Бежать из «Моссовета»
— Я знаю, сегодня я играла отвратительно. Не спорьте со мной! Вы же не представляете, чем в этом сезоне стала для меня «Сэвидж» — мукой!..
Началось с Ленинграда. На роль Тайта ввели актера, которого Ф.Г. прозвала «рука Москвы». Он суетился на сцене и то и дело спрашивал: «Мама, де деньги?» Именно так — «де» вместо «где»!
С открытием нового сезона вводы посыпались один за другим. В том спектакле, который я видел, было три новых исполнителя: новая Лили Белл, по сравнению с которой, как сказала Ф.Г. — «Бестаева—Аузе», новая мисс Вилли — приятная актриса, не успевшая выучить роль, и новый Ганнибал, постаревший на десять — пятнадцать лет вопреки замыслу автора. Играть с ними Ф.Г. стало трудно. Новые исполнители мешали актрисе, создавая не творческие, а совсем иные трудности: не давали вовремя реплику, перебивали, торопясь проговорить свой текст, забывали мизансцены и т. д.
Смятение Ф.Г. можно легко понять.
Стала ли она сама играть хуже? Нет. Нет, вопреки всем трудностям. Можно только удивляться, какой ценой достигалось это.
Только что я говорил с Ф.Г. по телефону. Вчерашний спектакль утвердил Ф.Г. в мысли бежать из «Моссовета».
Выйдя вчера на сцену, Раневская растерялась: она увидела актеров, с которыми не играла три месяца. Ни один из них не получил репетиции. Ни об одном из них никто даже не счел нужным предупредить Раневскую.
— Mне стало дурно, — сказала Ф.Г., — но пришлось взять себя в руки и продолжать. Ужас преследовал меня весь спектакль!..
В результате — бессонная ночь и письмо Завадскому:
«Дорогой Юрий Александрович, мне очень жаль Вас огорчать, но я не могу не написать Вам. То, с чем я сейчас сталкиваюсь в спектакле «Сэвидж», заставило меня принять твердое решение — уйти из театра. Я не могу мириться с безответственностью перед зрителем, с отсутствием профессионализма в профессиональном театре. Я не могу мириться с равнодушием, распущенностью.

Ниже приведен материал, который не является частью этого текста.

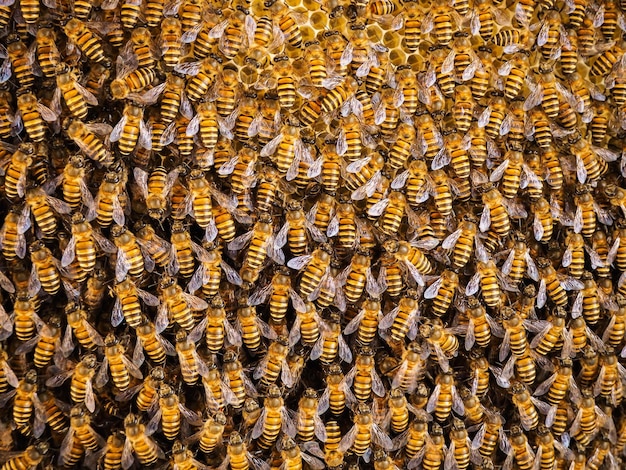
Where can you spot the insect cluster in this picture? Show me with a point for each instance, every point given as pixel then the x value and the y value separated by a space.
pixel 313 235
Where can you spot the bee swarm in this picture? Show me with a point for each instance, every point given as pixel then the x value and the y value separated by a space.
pixel 292 234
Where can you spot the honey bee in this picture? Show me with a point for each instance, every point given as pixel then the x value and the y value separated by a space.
pixel 551 284
pixel 85 137
pixel 121 367
pixel 155 249
pixel 237 454
pixel 176 305
pixel 85 333
pixel 337 392
pixel 152 343
pixel 273 364
pixel 440 23
pixel 84 39
pixel 366 322
pixel 45 272
pixel 26 406
pixel 210 436
pixel 331 343
pixel 129 257
pixel 521 450
pixel 83 244
pixel 29 458
pixel 273 419
pixel 12 234
pixel 107 202
pixel 589 419
pixel 402 320
pixel 131 131
pixel 32 114
pixel 80 430
pixel 262 245
pixel 76 96
pixel 81 388
pixel 364 434
pixel 139 442
pixel 490 434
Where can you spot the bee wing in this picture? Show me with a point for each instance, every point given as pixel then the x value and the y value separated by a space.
pixel 377 385
pixel 46 113
pixel 116 133
pixel 297 263
pixel 346 355
pixel 259 426
pixel 534 99
pixel 89 96
pixel 90 399
pixel 485 219
pixel 348 439
pixel 353 325
pixel 241 241
pixel 380 438
pixel 69 253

В начале этого сезона — скоропалительные вводы новых исполнителей, не всегда профессионально подготовленных, отсутствие элементарной дисциплины на репетициях, полное отсутствие режиссуры, — все это поставило меня в условия, когда играть эту ответственную роль стало для меня буквально пыткой, которую я больше не в силах выносить. К тому же вчера, 28 августа, перед самым началом спектакля я узнала, что мне предстоит играть с партнерами, с которыми я не встречалась в течение трех месяцев (актеры Щеглова и Лебедев). Неужели же люди, которым Вы передоверили руководство театром, не нашли для себя обязательным предупредить меня об этом заблаговременно и назначить мне хотя бы одну репетицию с этими актерами?
Мне кажется, я заслужила уважительное отношение к себе со стороны тех работников театра, которые должны нести ответственность перед зрителем и передо мной. Моя требовательность к себе дает мне право быть в той же мере требовательной ко всем, с кем я работаю.
Будучи актрисой, воспитанной моим учителем П.Л. Вульф в лучших традициях профессионального театра, я не могу примириться с тем стилем работы, с которым мне пришлось столкнуться сейчас.
Подумайте, какая горькая у меня судьба: ведь совсем недавно я просила Вас взять меня к себе в театр, когда я бежала от Равенских не в силах вынести атмосферы, царящей в его театре. Тогда, как и теперь, я тоже рассталась с любимыми ролями («Игрок», «Деревья умирают стоя»).
Повторяю, мне искренне жаль Вас огорчать — нас так много связывает, но знайте — я огорчена не менее.
Ваша Ф. Раневская.
Самое парадоксальное в этой истории, что спектакль, так возмутивший Ф.Г., доставивший ей столько мучений и переживаний, спектакль, который она восприняла как провал, имел у публики грандиозный успех. Играла Ф.Г. в тот вечер блестяще — была необычайно чуткой, отзывчивой, полной юмора и обаяния. Аплодисменты несколько раз прерывали действие, а после спектакля овация длилась почти полчаса.